Museum of Bad Art: Main Gallery
The Museum of Bad Art (MOBA) opened its Somerville gallery in 2008. It's in a basement, which seems appropriate, although MOBA has high standards for its low art: no black velvet, no paint-by-numbers, no Dogs Playing Poker.
"I've had people tell me there's no such thing as bad art," said Louise Sacco, MOBA's executive director. "That's ridiculous."
It's hard to disagree with her when viewing paintings such as a woman with eyeballs instead of breasts ("The Better to See You With, My Dear"), or a Pope John Paul II tribute that includes his EKG graph at the time of his death ("Papa Nostro").
"Our curator," said Louise, "calls bad art, 'Art in which something has gone wrong.'" Originality is important, said Louise, and bad art that's meant to be bad is just boring. "If someone sets out to make a piece of junk, that's not interesting at all."

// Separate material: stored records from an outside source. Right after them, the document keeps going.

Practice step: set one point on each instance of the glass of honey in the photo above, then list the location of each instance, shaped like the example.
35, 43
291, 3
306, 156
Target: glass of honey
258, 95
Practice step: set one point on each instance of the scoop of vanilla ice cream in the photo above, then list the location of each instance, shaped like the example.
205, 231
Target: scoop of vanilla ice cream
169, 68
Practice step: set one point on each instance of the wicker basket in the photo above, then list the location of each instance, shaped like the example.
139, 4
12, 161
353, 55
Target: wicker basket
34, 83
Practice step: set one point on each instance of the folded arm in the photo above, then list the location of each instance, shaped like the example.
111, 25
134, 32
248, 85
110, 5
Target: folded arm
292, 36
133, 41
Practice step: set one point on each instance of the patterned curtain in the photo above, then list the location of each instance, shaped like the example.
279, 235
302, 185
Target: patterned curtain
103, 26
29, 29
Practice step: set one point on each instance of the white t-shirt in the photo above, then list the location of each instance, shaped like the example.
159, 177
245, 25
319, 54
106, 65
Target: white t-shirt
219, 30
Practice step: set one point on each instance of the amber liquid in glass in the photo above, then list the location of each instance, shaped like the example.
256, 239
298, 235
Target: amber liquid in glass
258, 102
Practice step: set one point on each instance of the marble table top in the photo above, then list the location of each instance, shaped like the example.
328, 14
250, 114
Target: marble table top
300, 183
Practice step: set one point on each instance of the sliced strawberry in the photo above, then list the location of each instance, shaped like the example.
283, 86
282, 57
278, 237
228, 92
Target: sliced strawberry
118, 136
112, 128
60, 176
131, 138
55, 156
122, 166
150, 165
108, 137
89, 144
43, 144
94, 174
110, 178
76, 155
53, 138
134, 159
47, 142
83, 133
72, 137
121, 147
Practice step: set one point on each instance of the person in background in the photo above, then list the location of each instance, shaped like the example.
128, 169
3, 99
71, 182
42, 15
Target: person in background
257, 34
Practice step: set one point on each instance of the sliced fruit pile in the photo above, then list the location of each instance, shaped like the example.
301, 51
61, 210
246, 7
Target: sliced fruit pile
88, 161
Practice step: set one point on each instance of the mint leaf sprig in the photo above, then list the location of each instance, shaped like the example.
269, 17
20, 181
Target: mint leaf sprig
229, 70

Since MOBA's first public show in 1994 (in Louise's brother's basement) its collection has grown to nearly 800 pieces. These formerly unappreciated works, in a Boston region filled with art museums and artistic pretense, have been found in nearby yard sales, thrift stores, or thrown out with the trash.
The Somerville gallery, along with smaller galleries in Brookline and South Weymouth, are completely rehung with art from MOBA's archives two or three times a year, according to Louise, ensuring that returning patrons will see new masterpieces every time they visit.
MOBA's success has inspired the opening of other, similar museums in other cities, proving not only the genre's popularity, but that bad art can be found anywhere, not just in Greater Boston.
"We absolutely encourage it," said Louise of the bad art appreciation movement. "Start a museum. We did. It's fun."